Blair Speedy
March 01, 2013
The Australian
WOOLWORTHS boss Grant O’Brien has reined in his rhetoric against the competition regulator while warning that the supermarket giant’s slight upgrade in earnings forecasts yesterday did not mean things were getting any easier in retail.
Speaking after the release of a first-half profit of $1.25 billion, up 4 per cent from last year, Mr O’Brien tweaked Woolies’ earnings guidance, now tipping annual net profit after tax to grow by between 4 to 6 per cent excluding one-off items, up from previous forecasts for growth of 3-6 per cent.
“The market that we’re operating in is not the most stable of markets and our guidance reflected that and we wanted to send a message with our adjustment . . . but not to get carried away,” he said.
“It remains a fairly subdued market; it remains that we have to work really hard to get the benefits and gains that we’re getting in this business.”
Woolworths is the latest retailer to warn investors not to get carried away by the prospect of a market upturn this year, with JB Hi-Fi, Specialty Fashion Group and David Jones all framing their first-half profit reports with forecasts for tough conditions to prevail through 2013.
Mr O’Brien also softened his stance on the Australian Competition and Consumer Commission, after last week slamming chairman Rod Sims over his support for a formal code of conduct to govern supermarkets’ dealings with suppliers.
“When there are calls for regulating choice in a supermarket, I really start to wonder where the Australian consumers’ interests are being prioritised,” he told a Brisbane business lunch last week.
However, Mr O’Brien yesterday refused to make further inflammatory statements against the regulator, which is also investigating the impact of fuel discount “shopper docket” vouchers on the petrol retailing sector and closely examining every land and store purchase made by Woolworths after it refused to submit to a voluntary approval regime.
“We’ve always had a good relationship with the ACCC and we’ve co-operated fully for all of the years I’ve been involved in this business, and there’s been no interruption or change to that,” he said.
However, he did defend the company’s use of shopper dockets, saying they were an easy way for shoppers to stretch their household budget.
“We’ve got a contract with our customers to provide an offer to them that helps them deal with the rising cost of living, and petrol is a lightning rod for that in any household economy,” he said.
Woolworths’ breadwinning Australian food and liquor division reported earnings before interest and tax of $1.66bn, up 6 per cent from the previous first half, while sales were up 3.8 per cent to $23.8bn.
While this pace of growth was less than half that of arch-rival Coles, which last month reported EBIT growth of 15.1 per cent to $755m on sales of $18bn, up 4.8 per cent, Mr O’Brien indicated he would prefer to play it slow and steady.
“The team have been focused on steadily improving the business, and that’s what I’m pleased about — it’s a good result but it’s sustainable . . . ours is a business that has plenty of upside.”

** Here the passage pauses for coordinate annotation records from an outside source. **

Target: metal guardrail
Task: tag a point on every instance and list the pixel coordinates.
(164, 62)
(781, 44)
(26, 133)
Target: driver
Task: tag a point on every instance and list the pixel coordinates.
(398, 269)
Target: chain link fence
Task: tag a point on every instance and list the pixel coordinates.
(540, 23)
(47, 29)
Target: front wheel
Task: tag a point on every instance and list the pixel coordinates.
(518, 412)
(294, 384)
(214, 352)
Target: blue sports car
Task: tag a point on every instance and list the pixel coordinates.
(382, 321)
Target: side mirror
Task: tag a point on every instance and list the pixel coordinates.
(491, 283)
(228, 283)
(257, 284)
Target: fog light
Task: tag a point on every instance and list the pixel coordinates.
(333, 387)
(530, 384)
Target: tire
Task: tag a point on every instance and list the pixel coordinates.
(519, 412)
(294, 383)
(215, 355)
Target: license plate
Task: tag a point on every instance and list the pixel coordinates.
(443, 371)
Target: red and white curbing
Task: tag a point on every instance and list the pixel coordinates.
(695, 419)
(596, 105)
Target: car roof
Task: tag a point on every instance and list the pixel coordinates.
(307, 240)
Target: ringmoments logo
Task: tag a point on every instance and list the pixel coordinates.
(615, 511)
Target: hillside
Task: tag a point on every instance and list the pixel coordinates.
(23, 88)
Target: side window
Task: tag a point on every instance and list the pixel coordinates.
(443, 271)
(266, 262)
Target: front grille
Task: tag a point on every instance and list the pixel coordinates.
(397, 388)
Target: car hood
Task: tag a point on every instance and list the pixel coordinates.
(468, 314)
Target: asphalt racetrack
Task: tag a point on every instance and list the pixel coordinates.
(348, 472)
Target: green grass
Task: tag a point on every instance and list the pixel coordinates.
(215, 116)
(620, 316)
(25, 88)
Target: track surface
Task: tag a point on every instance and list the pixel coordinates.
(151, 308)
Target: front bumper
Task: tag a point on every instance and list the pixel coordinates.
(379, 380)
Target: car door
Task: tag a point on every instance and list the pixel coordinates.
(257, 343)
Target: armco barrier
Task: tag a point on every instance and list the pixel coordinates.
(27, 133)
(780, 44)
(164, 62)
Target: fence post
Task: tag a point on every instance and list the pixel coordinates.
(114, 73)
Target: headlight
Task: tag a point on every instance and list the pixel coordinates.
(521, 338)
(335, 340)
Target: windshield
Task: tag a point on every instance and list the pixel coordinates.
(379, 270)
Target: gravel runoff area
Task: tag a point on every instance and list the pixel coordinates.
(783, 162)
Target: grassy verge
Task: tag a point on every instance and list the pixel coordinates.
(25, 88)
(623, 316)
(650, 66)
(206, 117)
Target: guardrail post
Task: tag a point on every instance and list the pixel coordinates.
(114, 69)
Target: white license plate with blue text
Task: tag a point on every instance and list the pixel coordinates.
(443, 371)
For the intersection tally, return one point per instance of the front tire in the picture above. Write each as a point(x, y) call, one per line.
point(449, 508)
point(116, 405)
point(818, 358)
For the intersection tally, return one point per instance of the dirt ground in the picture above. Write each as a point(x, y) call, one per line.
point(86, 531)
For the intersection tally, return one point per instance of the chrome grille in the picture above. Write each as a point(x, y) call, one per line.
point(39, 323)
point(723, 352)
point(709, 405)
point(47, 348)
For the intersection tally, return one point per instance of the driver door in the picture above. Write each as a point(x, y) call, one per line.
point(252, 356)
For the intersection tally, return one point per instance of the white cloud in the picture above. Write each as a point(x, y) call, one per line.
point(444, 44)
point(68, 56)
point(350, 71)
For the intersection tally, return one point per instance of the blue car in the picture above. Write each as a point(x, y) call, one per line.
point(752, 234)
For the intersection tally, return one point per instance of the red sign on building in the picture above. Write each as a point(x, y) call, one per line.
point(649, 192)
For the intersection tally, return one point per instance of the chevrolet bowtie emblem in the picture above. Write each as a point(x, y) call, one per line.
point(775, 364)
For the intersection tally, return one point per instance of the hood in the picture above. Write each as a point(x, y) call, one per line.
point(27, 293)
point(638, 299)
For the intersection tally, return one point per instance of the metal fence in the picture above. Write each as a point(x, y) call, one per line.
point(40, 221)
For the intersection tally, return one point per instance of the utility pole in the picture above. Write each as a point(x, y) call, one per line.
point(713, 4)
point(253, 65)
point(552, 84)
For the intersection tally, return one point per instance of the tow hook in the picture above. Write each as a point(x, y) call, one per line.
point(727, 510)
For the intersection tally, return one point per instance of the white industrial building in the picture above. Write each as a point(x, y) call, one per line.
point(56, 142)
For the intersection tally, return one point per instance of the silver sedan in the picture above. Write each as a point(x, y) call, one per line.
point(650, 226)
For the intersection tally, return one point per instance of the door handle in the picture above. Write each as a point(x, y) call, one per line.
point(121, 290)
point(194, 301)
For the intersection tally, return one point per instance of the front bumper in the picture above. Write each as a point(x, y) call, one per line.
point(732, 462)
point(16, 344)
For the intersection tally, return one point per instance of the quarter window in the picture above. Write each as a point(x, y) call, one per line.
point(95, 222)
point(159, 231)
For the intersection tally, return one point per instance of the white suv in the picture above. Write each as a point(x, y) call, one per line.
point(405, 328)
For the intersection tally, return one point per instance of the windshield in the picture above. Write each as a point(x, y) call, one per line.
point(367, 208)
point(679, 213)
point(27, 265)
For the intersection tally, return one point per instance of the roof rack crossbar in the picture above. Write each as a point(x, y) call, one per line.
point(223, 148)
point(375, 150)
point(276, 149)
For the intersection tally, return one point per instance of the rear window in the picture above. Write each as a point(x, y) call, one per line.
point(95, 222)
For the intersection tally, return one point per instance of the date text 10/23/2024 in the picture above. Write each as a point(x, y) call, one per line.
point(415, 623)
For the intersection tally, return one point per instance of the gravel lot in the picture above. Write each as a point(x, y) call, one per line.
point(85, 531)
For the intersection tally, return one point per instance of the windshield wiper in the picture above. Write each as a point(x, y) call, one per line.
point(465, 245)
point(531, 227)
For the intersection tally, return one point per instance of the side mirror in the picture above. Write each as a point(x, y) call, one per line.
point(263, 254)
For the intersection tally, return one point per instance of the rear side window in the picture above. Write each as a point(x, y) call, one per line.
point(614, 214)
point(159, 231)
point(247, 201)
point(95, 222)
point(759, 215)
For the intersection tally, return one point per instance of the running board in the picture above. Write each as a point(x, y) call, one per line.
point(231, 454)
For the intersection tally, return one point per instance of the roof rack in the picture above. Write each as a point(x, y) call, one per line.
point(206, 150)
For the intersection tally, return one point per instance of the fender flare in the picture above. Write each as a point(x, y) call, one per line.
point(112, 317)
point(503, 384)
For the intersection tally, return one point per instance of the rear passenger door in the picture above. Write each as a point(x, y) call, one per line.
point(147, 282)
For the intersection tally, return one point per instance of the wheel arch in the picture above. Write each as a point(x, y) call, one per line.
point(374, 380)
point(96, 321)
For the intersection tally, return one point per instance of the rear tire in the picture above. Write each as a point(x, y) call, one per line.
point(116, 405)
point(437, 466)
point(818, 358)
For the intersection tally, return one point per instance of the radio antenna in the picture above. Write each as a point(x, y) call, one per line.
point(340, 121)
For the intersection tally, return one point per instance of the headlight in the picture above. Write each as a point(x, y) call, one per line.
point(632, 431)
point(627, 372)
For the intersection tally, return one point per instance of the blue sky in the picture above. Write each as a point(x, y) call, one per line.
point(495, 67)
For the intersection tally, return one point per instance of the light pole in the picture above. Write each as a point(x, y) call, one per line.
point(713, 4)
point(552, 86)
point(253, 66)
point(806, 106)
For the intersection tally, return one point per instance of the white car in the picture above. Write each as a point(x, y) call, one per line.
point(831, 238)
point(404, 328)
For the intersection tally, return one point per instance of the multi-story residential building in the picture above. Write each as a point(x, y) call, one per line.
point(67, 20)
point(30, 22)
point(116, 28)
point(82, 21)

Gross margins at the supermarkets division rose by 31 basis points to 25.14 per cent in the first half, but divisional boss Tjeerd Jegen said this was partly driven by a 1.2 per cent reduction in fuel sales — which are made at wafer-thin margins — as the company elected not to match the 8c per litre fuel discount offer Coles has been running for the past four months.
Mr O’Brien said while Woolies cut average shelf prices by 2.8 per cent during the first half, it was pursuing a more focused discounting strategy through the use of its loyalty card scheme, under which shoppers are sent discounts based on their personal preferences.
“Rather than a shotgun approach, it’s a rifle approach,” he said.
He declined to comment on reports Woolies was interested in buying SA winery Barossa Valley Estates, which fell into administration last month, but liquor divisional boss Brad Banducci noted the company’s existing wine business was having considerable success with its proprietary wine brands.
The hotels business, Australia’s largest operator of poker machines, reported a 21 per cent gain in EBIT.
Citi analyst Craig Woolford described the result as mixed, with the strength of the food and liquor division offset by what appeared to be a very weak half in the Masters home improvement division. “The risk of larger losses in Masters may weigh on the stock,” Mr Woolford wrote in a briefing to clients.
Woolies did not break out the Masters result separately, but reported a $115.2m loss at the EBIT line for “central overheads and home improvement”.
The company opened 10 Masters stores during the first half, bringing the total to 25.